In May 2022, the YUX Team (Angel, Matt & Yann) was in Nairobi, Kenya, for the GSMA Agritech Field Focus Week. As the global UX design partner for this GSMA team specialized in technologies for agriculture, we had the chance to see in person all the startups and mobile network operators we supported over the last 2 years. Here are some of the key findings we reflected on with MTN Rwanda, Vodacom Tanzania, Agromall Nigeria, Jazz, BKK & Ricult Pakistan, Dialog Sri Lanka and Koltiva Indonesia.
General learnings:
- Agriculture digitization in Africa or Asia, if well done all along the value chain (farmers, field agents, cooperatives, agribusinesses, etc) has the potential to yield amazing results in terms of adoption of Mobile Money and Digital Financial Services.
- Each region and value chain or crop has very peculiar challenges that you need to assess precisely to design relevant products.
- MNOs could gain in investing in agriculture digitization, but they should think carefully about the ideal approach: equity investment in an existing startup, partnership or revenue sharing or building in house capacity. It seems that outsourcing is more adapted for ops/in field teams while the tech part could be developed in house if the means and talents are available.
- The best outcomes generally come when MNOs see agritech as a long-term, high potential, independent Business Unit and when they create a dedicated team and branding around their solutions.
On USSD vs Apps
- There needs to be a balance between USSD/IVR, channels that work on basic phones that the majority of farmers hold today, vs apps that work on smartphones owned by younger farmers. Mobile apps are the future but USSD/IVR provide a clear entry point that can get farmers to experience some of the benefits of digitisation immediately.
- Increasing adoption of apps and smartphones requires a clear strategy for building digital literacy. Key areas to look into are the user experience (UX) or ease of use, onsite and online training on the apps, gamification, community based support and phone customer support, and most importantly useful content and features (weather and farming advisory, digital receipts, access to loans, etc).

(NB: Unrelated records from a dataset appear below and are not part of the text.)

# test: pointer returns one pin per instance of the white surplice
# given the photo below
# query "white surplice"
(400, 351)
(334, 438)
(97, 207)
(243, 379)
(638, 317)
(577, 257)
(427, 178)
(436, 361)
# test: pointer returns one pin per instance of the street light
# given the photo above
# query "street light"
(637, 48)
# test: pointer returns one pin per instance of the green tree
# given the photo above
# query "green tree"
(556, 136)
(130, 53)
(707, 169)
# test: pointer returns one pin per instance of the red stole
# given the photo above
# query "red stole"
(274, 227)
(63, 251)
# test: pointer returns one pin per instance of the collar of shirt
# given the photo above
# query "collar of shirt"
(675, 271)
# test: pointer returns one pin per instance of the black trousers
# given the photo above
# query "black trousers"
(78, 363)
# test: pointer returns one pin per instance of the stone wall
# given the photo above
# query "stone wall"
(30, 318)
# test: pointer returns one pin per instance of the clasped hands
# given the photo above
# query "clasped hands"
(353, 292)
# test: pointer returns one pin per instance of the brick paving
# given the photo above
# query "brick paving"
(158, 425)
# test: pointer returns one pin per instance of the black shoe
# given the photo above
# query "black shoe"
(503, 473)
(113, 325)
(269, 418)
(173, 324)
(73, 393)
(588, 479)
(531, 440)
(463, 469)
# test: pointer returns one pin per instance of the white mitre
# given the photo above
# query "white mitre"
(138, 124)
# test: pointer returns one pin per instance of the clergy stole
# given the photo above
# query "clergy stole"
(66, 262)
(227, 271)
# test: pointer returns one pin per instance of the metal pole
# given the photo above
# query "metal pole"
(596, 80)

On advisory / extension services
- There is a clear need for advisory services for farmers, given adverse extension officer/farmer ratios in most countries. Some of these field agents are tasked to visit and support more than 1000 farmers by themselves.
- Designing advisory services should be more considered as an acquisition / retention / Added Value Service strategy than a profitable service in itself.
On Agriculture Field Agents
- A strong network of field agents or extension officers is vital for an efficient value chain digitization, but MNOs and agritech startups, mostly in Africa, are struggling to find the best way to make these networks scalable and sustainable.
On loans
- If short terms / micro digital loans are quite easy to push to farmers, the impact lies in providing long term / asset loans, but these are not easy as you need a lot of crop collection and mobile money data to build a solid scoring and remove traditional collaterals asked by banks.
On the ideal Human Centered Design (HCD) Approach for agriculture
- The focus should not only be put only on digital solutions (or UX-UI design) but rather on service design and a holistic approach that includes operations, marketing and tech.
- The mix of quantitative (BI + surveys) and qualitative (UX) user research lead to very interesting outcomes in terms of new innovations and improvements of existing services.
- Iteration is the key. For each company, our team ran 3 rounds of UX research and product iteration over the 2 years - it's much more than what they were used to but we felt it was not even enough.
- Don't do focus groups for your UX research, they don't bring relevant insights due to social bonds / hierarchy between farmers - rather invest in user testing and individual interviews, notably from agents working closely with farmers.
- It's great to build the research capacity of the client and bring them in the field with you, but be careful of biases and always challenge early takeaways.
Thanks to the amazing GSMA team and all the grantees for their transparency and open minds when sharing learnings and feedback. That’s only the beginning.